The bed dipped to the side. The scent of coffee and blood reached her nostrils. Ash had joined her.
“How is he?” she asked. Though her voice seemed to come from someone else. She didn’t feel the words she spoke, she heard them like the voices on a television murmuring through the wall.
“Do you want the honest answer?” he said. “Or the lie I’m supposed to give you that everyone will be ok.”
“The second one,” she said, her fingers curled against the edge of the mattress.
“Well,” said Ash, “Nigel will be just fine. He’s living a luxurious lifestyle in a very accommodating dungeon cell—not as gloomy as it sounds—and once he’s healed, he’ll be allowed to
go home and live happily ever after in Soho.” His brows knitted together. “He does live in Soho, right? He looks the type.”
Piper didn’t have the energy to force a smile.
Besides, the sight of her mother’s corpse was seared into her eyes. It was all she could think about. She heaved a sigh and flickered her stare from April’s comatose body to her own feet. The gladiator sandals she wore were ruined—the sole had separated from the shoe, the golden threads had come undone, and patches were stained red.
How had that happened, she wondered. The blood, she could explain, but the rest? It wasn’t as if she’d been hiking through a forest.
Ash traced her gaze to her dirty feet. “If you want to shower, I can show you to a guest bedroom. They have private bathrooms and views of the London Eye.”
“The first,” she said.
“What?”
“The first option. What’s the honest answer to my question?”
Ash clasped his hands between his spread thighs and hunched over. “April will make it,” he said. “She’s expected to wake up tomorrow. Most of her skin might even grow back, but she’ll be scarred for life. In more ways than one, I’d bet.”
“And Nigel?”
“Nigel,” he repeated in a sigh. “He really is in the dungeons, but his cell is built for protection—for any of us who enter, and himself. We have had to request a visit from an Elder Healer to tend to him. Whether or not that Healer comes…” He shrugged and his eyes washed over her blank face. “If he isn’t treated in time, he’ll die. But, right now, he’s under sedation and he’s being closely monitored.”
“Why would an Elder Healer come to treat a human?” She looked at him. “The way I understand it—and correct me if I’m wrong, here—Daywalkers have a lot of prejudice toward humans.”
“You’re not wrong. Daywalkers loathe dullborns on a good day. But that’s a story for another time.” Ash handed her a phial of blue grime. “You should rest. Drink this. It will help you sleep, restore some of your energy. You’ll feel better.”
“But when I wake up,” she said and took the phial, “it’ll all be the same.”
“Yes.” He hopped off the bed and slapped her pillow. “But that doesn’t mean you shouldn’t at least try and get some sleep.”
Piper placed the phial on the pillow before she untied her sandals.
Ash cocked his head to the side. “You might want to keep those on until you get to the guest bedroom. The floors aren’t dirty, but your feet are.
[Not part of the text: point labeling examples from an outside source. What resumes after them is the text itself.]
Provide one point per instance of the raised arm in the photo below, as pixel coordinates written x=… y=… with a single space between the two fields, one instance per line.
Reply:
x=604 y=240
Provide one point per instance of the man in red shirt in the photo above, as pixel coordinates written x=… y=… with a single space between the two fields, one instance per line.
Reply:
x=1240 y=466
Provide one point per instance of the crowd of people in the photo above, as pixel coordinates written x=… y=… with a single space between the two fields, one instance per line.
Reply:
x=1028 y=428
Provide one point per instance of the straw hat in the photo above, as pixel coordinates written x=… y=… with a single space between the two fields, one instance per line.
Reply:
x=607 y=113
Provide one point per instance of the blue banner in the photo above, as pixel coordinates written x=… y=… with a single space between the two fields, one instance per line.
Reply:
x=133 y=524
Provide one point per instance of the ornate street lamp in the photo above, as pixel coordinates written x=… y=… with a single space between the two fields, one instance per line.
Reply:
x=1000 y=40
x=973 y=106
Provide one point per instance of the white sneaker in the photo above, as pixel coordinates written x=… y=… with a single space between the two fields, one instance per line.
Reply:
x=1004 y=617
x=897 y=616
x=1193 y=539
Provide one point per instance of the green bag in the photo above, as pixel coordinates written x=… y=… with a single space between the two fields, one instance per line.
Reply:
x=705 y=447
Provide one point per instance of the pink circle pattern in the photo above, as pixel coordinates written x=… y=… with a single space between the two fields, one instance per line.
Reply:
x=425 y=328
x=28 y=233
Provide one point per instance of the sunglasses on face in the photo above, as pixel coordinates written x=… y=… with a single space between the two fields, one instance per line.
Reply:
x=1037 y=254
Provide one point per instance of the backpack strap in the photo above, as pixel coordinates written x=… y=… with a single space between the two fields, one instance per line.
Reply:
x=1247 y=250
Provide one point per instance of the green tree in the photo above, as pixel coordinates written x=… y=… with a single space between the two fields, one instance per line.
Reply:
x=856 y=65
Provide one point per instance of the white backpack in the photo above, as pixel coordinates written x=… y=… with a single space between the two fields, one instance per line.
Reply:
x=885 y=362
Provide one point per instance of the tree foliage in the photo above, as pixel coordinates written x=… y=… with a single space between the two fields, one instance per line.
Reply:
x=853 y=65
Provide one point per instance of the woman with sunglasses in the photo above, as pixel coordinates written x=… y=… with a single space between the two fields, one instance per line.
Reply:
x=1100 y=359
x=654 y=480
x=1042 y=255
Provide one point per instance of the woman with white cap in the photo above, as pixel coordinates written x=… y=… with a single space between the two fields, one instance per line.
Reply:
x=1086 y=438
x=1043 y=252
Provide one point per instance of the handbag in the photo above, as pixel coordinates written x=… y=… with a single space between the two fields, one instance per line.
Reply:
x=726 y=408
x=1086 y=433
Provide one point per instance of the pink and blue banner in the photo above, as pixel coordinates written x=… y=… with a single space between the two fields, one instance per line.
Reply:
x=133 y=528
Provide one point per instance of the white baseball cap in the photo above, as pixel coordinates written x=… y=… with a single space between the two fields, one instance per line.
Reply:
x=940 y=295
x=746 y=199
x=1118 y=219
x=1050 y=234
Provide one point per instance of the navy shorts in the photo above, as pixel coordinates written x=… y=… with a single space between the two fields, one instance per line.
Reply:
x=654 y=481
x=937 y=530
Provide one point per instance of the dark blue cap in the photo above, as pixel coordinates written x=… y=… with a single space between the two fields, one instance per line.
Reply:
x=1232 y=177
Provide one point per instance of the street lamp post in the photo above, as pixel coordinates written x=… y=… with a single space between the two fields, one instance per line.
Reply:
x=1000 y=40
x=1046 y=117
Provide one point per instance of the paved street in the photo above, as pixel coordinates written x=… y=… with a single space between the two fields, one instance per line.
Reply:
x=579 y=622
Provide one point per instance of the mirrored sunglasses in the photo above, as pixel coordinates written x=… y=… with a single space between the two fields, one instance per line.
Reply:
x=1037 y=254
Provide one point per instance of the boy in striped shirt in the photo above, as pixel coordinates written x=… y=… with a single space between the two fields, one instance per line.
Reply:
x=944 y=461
The cleaners will hunt you down if you drag dirt and blood all over the Academy.”
“I’m not going anywhere.” The croakiness in her own voice surprised her. “I’m staying here with April until she wakes up.”
The sandals hit the floor with soft thuds, and she tucked herself under the scratchy blanket. She uncorked the phial and threw back the grimy liquid like a tequila shot—a skill she had mastered over time. As she placed her head on the pillow and curled up beneath the blanket, Ash stepped toward the bed.
Her hooded eyes found him. “Wh—What happened to Kieran?”
Ash jerked his head to the sterile white door. “He’s in the boy’s treatment room.”
“Tell me when he wakes up.”
Ash nodded and stuffed his hands into his pockets.
“One more thing,” she said, her vision fogging over. “Why did Desmond kill the little girl if she could be saved?”
Ash sighed and flickered his stare to the window. The dark sky, trickled with stars and pollution, hovered above the city lights.
“I told you,” he said. “We’re not in the business of saving dullborns.”
Piper, her face slackened in a lazy blankness, closed her eyes. Her lips twitched to respond, but all that came out was a whisper of unanswered questions before sleep washed over her and dragged her down into the pits of darkness.